Therefore: either high yield spreads are too low, or these forecasts of default rates are overblown, right? How to make sense of this? Recall that I chose to use the median spreads for each rating category. If instead I’d calculated the average spreads, based on weighting each bond equally, I’d have obtained significantly higher values: a CCC spread of 1835 bp instead of 1081 bp. This average is skewed by several bonds with very high spreads, many of which are issued by companies in the energy sector. The curves using these spreads with the same transition matrices as before are shown in the chart below, together with the equally-weighted average spread levels for each rating.
The curves based on average spreads
|Median spreads, bp
|Average spreads, bp
Source: Spreads based on data from JP Morgan.
So if your portfolio more closely reflected the equally-weighted market, including the high-spread bonds, then even with the 2008 transition matrix you’d still have a positive, though small, cushion at the high yield end. The world makes more sense again. By taking the median spread I was effectively screening out the effect of these bonds: and it could be the case that I was being overly pessimistic in using a transition matrix that had not been similarly adjusted. But I wanted to make a point. Which is: if you’re a high-yield portfolio manager you should look carefully at the spreads you’re receiving against a backdrop of appropriate transition expectations. There’s not a great deal of room to play in.
Because of the uncertainties around these spread values and default rates some sensitivity analysis is in order. Staying with average spreads, the table below shows the breakeven spread cushions for CCC-rated bonds for different combinations of default and recovery rates. The values along the top of the box represent percentage changes to the 2008 annual default rate of 25.5% for CCCs. All other transition probabilities have been scaled proportionately from the original 2008 matrix. The box is around the value found in the scenario shown in the right-hand chart above.

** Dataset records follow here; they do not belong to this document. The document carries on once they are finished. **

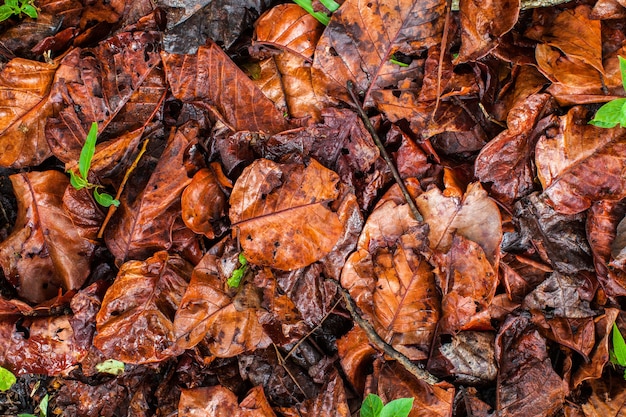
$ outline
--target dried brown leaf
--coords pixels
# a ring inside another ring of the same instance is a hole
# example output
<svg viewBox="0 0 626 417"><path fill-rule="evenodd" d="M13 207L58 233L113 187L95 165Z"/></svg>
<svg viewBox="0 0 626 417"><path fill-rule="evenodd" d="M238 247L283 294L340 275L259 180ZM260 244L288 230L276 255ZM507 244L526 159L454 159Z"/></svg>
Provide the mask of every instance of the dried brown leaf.
<svg viewBox="0 0 626 417"><path fill-rule="evenodd" d="M240 404L232 391L220 385L183 389L178 413L185 417L276 417L260 386L252 388Z"/></svg>
<svg viewBox="0 0 626 417"><path fill-rule="evenodd" d="M215 237L213 223L226 215L227 197L209 168L198 171L181 196L185 225L209 239Z"/></svg>

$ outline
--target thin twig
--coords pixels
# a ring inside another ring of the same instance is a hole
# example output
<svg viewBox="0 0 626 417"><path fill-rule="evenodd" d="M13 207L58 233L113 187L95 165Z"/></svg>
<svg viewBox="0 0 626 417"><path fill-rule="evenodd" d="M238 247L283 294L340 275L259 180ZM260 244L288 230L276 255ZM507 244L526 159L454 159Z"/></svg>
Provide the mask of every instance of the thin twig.
<svg viewBox="0 0 626 417"><path fill-rule="evenodd" d="M376 330L374 330L374 327L367 320L361 317L361 315L358 312L358 307L356 306L354 300L350 296L350 293L348 293L348 291L345 288L339 285L339 282L335 280L331 280L331 281L335 283L335 285L337 285L337 287L339 288L339 291L341 291L341 294L343 295L343 298L346 302L346 308L348 309L348 311L350 312L350 315L352 316L352 320L354 320L359 325L359 327L363 329L363 331L367 335L367 338L374 346L376 346L379 350L381 350L390 358L398 361L400 365L404 366L404 369L409 371L416 378L421 379L422 381L430 385L434 385L437 382L439 382L436 376L434 376L427 370L420 368L418 365L411 362L409 358L404 356L402 353L398 352L389 343L385 342L378 335L378 333L376 333Z"/></svg>
<svg viewBox="0 0 626 417"><path fill-rule="evenodd" d="M374 143L380 150L380 155L383 157L383 159L387 163L387 166L391 170L393 179L396 181L396 183L400 187L400 191L402 191L402 195L404 196L404 199L409 205L409 208L411 209L411 213L413 213L413 217L415 217L415 220L417 220L418 222L423 221L424 218L422 217L419 210L417 209L417 206L415 205L415 202L413 201L413 197L411 197L409 190L406 188L406 185L404 184L402 177L400 177L398 168L396 168L396 165L391 160L391 157L387 153L385 146L383 145L382 141L378 137L378 134L376 133L374 126L372 126L372 122L370 121L369 117L367 117L367 114L365 114L365 110L363 110L361 103L359 102L358 98L354 94L354 89L353 89L354 85L352 84L352 81L348 81L347 87L348 87L348 92L350 93L350 97L352 98L352 101L354 102L354 105L356 106L357 112L359 113L359 116L363 120L363 123L365 123L365 127L367 128L367 131L370 132L370 135L372 136Z"/></svg>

CCC breakeven spread cushions based on different recovery and default rates
As discussed above there is a wide range of spreads across CCC bonds, even with a similar maturity close to 5 years. The table below shows the CCC cushions using different starting spot spreads, all other input values unchanged from the scenario above using the average spread values.
CCC breakeven spread cushions based on different spot values
The purpose of this blog is not to portray any type of credit as attractive or otherwise: it’s simply to argue that it is useful to have a quantitative framework such that the merits of credit can be explored. The different transition matrices also provide a historical context against which our current situation can be compared. High spreads could appear attractive, but the increased default risks could mean that benefiting fully from those spreads is unlikely.
In addition to the risks of downgrade or default there are other ways in which high spreads, such as index providers may publish, can fail to translate into equivalent returns. To list a few:
- Market volatility can intrude. Investors may not be able to achieve the spreads quoted by index providers if it takes time to use an investor’s cash injection to purchase bonds for their portfolio, and during that time spreads periodically fall.
- A bond’s yield and spread values are calculated with an in-built assumption that all cashflows can be reinvested at that yield for the remaining life of the bond. In practice, with typical upward sloping term structures for both yields and spreads, available reinvestment rates for shorter periods can be significantly lower.
- Index providers often quote yields and spreads at mid, and rarely include transaction costs when calculating index returns. These costs can of course can be especially high when transacting in less liquid high-yield bonds. The most diligent index-follower can easily end up under-performing as a result.
- How accurately do the spreads reflect your portfolio? It’s clearly desirable to the calculations that the spot spreads are as accurate as possible, but as mentioned this is not always straightforward. Index providers have to strike a balance between including lots of bonds to achieve diversity, and ensuring those bonds are sufficiently liquid. In stressed markets that balance shifts. Even if you can accurately observe the current spread of a bond, you can’t know for sure how an upgrade or downgrade would impact the spread for that individual bond. Such “noise” can be reduced by applying the framework to a diverse portfolio of bonds, but even then care needs to be taken. For example, is the portfolio overly skewed to one sector, such as energy? As highlighted earlier this sector has its own particular set of issues, and is behaving differently from the rest of the market.
If I seem to be suddenly undermining the usefulness of the framework described above then that’s not my intention. In fact quite the contrary. The heightened risks in credit, especially at the high yield end of the spectrum, surely means that any simple tools which allow those risks to be explored are today more valuable than ever.